Heute findet sich in einer Tageszeitung ein Artikel, dessen Überschrift ich aus bestimmten Gründen nicht mehr zitieren möchte. – Kollege Goetze, wenn eine etwas desorientierte Schulleiterin mit einem offensichtlich unfähigen Schulstadtrat in Zehlendorf – ich glaube, er ist von der FDP – einen solchen Blödsinn macht, dann kann man das nicht als Beispiel für das gesamte Berliner Schulsystem hinstellen.
Sie können nicht sagen, das sei die Realität, nur weil eine desorientierte Schulleiterin, ein unfähigen Bildungsstadtrat oder eine unfähige Mehrheit im Bezirksamt den Schulen nicht ausreichend Geld gibt. Das ist ein Personalproblem, aber nicht d a s Problem der Berliner Schule.
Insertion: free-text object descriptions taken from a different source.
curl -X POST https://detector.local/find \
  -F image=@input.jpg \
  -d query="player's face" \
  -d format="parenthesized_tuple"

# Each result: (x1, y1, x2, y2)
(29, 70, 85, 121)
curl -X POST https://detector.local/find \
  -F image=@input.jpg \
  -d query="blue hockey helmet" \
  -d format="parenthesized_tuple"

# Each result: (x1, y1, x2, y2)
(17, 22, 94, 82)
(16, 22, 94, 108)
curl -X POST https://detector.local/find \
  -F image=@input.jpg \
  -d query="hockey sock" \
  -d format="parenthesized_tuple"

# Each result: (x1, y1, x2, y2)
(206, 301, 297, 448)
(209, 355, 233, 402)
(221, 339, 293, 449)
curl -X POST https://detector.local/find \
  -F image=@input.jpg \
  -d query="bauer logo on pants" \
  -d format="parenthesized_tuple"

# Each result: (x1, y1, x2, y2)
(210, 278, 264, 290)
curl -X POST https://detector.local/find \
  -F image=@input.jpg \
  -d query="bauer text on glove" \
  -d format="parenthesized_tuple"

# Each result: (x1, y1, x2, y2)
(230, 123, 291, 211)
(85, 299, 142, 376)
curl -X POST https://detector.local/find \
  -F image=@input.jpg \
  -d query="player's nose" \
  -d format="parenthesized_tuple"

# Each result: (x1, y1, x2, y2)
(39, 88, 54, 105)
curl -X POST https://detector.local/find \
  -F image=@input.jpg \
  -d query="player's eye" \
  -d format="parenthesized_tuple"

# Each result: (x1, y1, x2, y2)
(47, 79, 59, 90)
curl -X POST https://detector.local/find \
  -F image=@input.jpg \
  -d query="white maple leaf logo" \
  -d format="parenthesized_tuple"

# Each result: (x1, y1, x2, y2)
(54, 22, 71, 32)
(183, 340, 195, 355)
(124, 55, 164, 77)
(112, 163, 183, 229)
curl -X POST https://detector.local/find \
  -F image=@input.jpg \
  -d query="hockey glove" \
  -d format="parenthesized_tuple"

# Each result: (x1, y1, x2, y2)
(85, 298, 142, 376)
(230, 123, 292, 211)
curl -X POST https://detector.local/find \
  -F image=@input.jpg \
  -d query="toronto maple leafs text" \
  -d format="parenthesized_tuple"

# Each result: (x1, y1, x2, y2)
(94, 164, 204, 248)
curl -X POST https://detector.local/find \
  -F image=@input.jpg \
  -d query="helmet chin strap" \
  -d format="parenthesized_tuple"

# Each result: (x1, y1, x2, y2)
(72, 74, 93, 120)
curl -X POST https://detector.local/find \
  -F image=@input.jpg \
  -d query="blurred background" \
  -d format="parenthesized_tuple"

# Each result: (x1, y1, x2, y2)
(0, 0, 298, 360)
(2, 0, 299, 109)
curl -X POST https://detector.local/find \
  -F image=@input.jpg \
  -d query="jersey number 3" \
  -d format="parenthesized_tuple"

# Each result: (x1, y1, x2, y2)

Wir werden uns um diese kontinuierliche Ausstattung weiter bemühen. Wenn die Berliner Schule nach den Vorgaben der Organisationsrichtlinie mit einem Personaldeputat von 105 % – das bedeutet 5 % mehr Lehrerinnen und Lehrer als nach den Planungen vorgesehen sind, um den Unterricht zu erfüllen – ausgestattet ist, dann muss das – Grippewelle hin oder her – ausreichen, Herr Kollege Goetze. Mehr ist nicht drin. Mehr gibt es in keinem anderen deutschen Bundesland. Das müssen wir in Berlin zur Kenntnis nehmen. Mehr kann ich nicht versprechen. Die Verteilung muss in Ordnung sein, und es muss mehr Flexibilität erreicht werden. Dank der Schulgesetzänderung sind wir dabei auf einem guten Weg. Die Schulen können damit flexibler reagieren und zeitweilig einstellen.